The funny thing is, the comparison is probably the same when you match up the likes of Horry and Cassell with the likes of Drexler and Stockton. Drexler and Horry aren't even on the same plane of existence. All of which makes it that much more humbling when you realize that Drexler tanked that game by making what amounted to an incredibly stupid mistake. You don't take the last shot so that enough time remains on the clock for the other team to score! Even I know that.
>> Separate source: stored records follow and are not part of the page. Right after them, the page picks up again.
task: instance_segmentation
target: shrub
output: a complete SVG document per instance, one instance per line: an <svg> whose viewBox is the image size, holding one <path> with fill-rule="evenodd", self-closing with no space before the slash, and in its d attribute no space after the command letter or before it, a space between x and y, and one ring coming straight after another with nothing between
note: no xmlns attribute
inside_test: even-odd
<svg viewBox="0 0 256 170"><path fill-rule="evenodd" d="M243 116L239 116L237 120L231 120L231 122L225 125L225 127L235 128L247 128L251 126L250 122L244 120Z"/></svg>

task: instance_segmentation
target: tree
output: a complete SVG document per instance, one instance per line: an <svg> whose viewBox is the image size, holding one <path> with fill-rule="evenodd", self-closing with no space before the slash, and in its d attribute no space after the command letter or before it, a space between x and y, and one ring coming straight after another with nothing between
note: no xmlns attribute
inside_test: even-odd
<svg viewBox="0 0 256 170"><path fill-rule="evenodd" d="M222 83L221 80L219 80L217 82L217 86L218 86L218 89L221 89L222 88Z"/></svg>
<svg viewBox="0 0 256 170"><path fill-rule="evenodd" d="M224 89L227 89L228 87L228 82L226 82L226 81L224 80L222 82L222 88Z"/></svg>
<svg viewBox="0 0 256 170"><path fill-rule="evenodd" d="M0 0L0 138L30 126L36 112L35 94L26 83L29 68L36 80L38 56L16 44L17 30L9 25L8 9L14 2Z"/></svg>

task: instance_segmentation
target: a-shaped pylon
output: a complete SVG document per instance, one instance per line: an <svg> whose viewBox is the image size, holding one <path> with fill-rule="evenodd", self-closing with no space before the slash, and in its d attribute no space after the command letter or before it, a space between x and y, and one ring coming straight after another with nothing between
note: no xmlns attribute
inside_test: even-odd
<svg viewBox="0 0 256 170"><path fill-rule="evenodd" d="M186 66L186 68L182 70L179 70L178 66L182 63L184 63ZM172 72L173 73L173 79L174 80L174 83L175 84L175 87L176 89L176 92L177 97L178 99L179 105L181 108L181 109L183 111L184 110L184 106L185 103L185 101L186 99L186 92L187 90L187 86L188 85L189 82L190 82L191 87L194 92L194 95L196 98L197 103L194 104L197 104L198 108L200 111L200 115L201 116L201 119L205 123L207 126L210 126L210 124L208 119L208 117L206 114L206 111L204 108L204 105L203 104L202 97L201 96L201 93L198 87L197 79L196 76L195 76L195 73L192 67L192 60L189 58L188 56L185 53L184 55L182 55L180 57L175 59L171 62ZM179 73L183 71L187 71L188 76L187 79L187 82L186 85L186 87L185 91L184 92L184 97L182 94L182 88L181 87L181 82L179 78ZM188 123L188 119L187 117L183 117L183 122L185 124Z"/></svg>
The sphere of human existence is narrow indeed. We set up markers and measurements, levels of accomplishment, and it seems quite meaningful to us. The four-time world champion Chicago Bulls might be at the pinnacle of basketball. At the other end, for comparison, perhaps the group I play with on Sunday nights. Not to put these guys down. They're really quite good. We meet on Sundays, and sometimes Wednesdays, and play three-on-three in this one guy's backyard. I should be there right now, but I procrastinated on this editorial, as usual. He has a half-court set up, complete with lights. The court isn't wide enough to shoot three-pointers from the side. Diving out of bounds for loose balls is strictly prohibited (worth a technical foul), because doing so means hitting a brick wall or landing in prickly shrubbery. Every so often, the dog next door starts howling and everybody yells "Andre." Apparently, this dog has some kind of seizure, and the only way to bring him out of it is to yell his name.

This is our world of basketball. We don't dunk, but there are some pretty shots and some pretty plays. Considering how different our world is from that of the NBA, it's almost eerie sometimes because it feels like we're really playing the same game. And that's the paradox. We are.
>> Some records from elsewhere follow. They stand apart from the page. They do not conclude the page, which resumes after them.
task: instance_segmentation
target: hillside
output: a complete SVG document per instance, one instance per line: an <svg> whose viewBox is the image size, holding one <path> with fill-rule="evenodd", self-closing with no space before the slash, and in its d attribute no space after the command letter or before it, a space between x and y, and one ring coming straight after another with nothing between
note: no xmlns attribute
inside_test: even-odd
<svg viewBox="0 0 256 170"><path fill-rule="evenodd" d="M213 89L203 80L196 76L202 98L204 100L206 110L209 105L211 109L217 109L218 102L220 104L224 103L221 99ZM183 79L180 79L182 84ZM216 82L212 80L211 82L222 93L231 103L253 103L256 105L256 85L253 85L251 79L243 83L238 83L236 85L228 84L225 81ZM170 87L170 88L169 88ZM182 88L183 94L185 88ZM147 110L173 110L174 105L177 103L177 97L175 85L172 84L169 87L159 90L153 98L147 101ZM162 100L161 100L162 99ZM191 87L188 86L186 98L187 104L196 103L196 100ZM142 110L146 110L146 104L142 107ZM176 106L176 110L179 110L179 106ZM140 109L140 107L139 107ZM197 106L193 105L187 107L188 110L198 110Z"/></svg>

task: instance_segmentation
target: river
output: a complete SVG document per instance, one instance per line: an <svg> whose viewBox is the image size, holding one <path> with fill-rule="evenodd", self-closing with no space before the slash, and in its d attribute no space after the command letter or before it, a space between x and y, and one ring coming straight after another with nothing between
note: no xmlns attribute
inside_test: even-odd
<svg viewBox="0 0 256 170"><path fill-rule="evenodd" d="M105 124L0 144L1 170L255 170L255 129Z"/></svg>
A few years back, Barkley raised a stir by proclaiming he wasn't a role model. Maybe now that Dennis Rodman has come all the way out of whatever kind of closet he inhabits, we can be thankful to Charles for setting that precedent. We probably don't need Rodman being seen as a role model either. But in our more sophisticated social consciousness, I think we're now aware of the paradox here as well. Barkley is a role model whether he likes it or not. But he's right on some level, in that maybe he shouldn't have to be.

In the documentary film When We Were Kings, it seems clear that Muhammad Ali accepted his "role" as a role model. "We've got to whup Mr. Tooth Decay," he says to the children of America. You get a sense that this was a man who transcended the sport that made him famous. The same is true for Jordan. He may be no profound philosopher, but Michael Jordan, at least to my mind, has become someone who has transcended his sport, and not only transcended it, but done so consciously. Jordan is an inspiration, in a way that Charles Barkley, for all his lovable orneriness and savvy play and one-time dominance, will never approach. Mike Tyson, even if he comes back and whups Mr. Holyfield this summer, and even if he goes on to be undefeated for decades to come, will never inspire the way Ali did. It's the difference between a hero, and someone who falls short.

A hero, in the tradition explicated by Joseph Campbell, is someone with remarkable qualities who sets out on upon a journey of discovery. Ultimately, what the hero discovers is himself. Ultimately, by discovering himself, the hero shows us something about ourselves.

Before tonight's game in Chicago, the announcer asked for everyone's attention. There was a special guest to be introduced. Wearing a Bull's jacket, Muhammad Ali walked out onto the court, shook hands with the players and referees, and returned to the stands. I had to wonder, is Michael Ali's hero? Or vice-versa?

One could argue the ridiculousness of basketball, a game involving a steel rim ten feet above the ground and an inflated ball of cowhide, rising to a place of cultural significance in the world. I would argue that excellence and heroism in any form, and especially in a form that doesn't involve war and death, elevates the human experience. Say it with me. I love this game!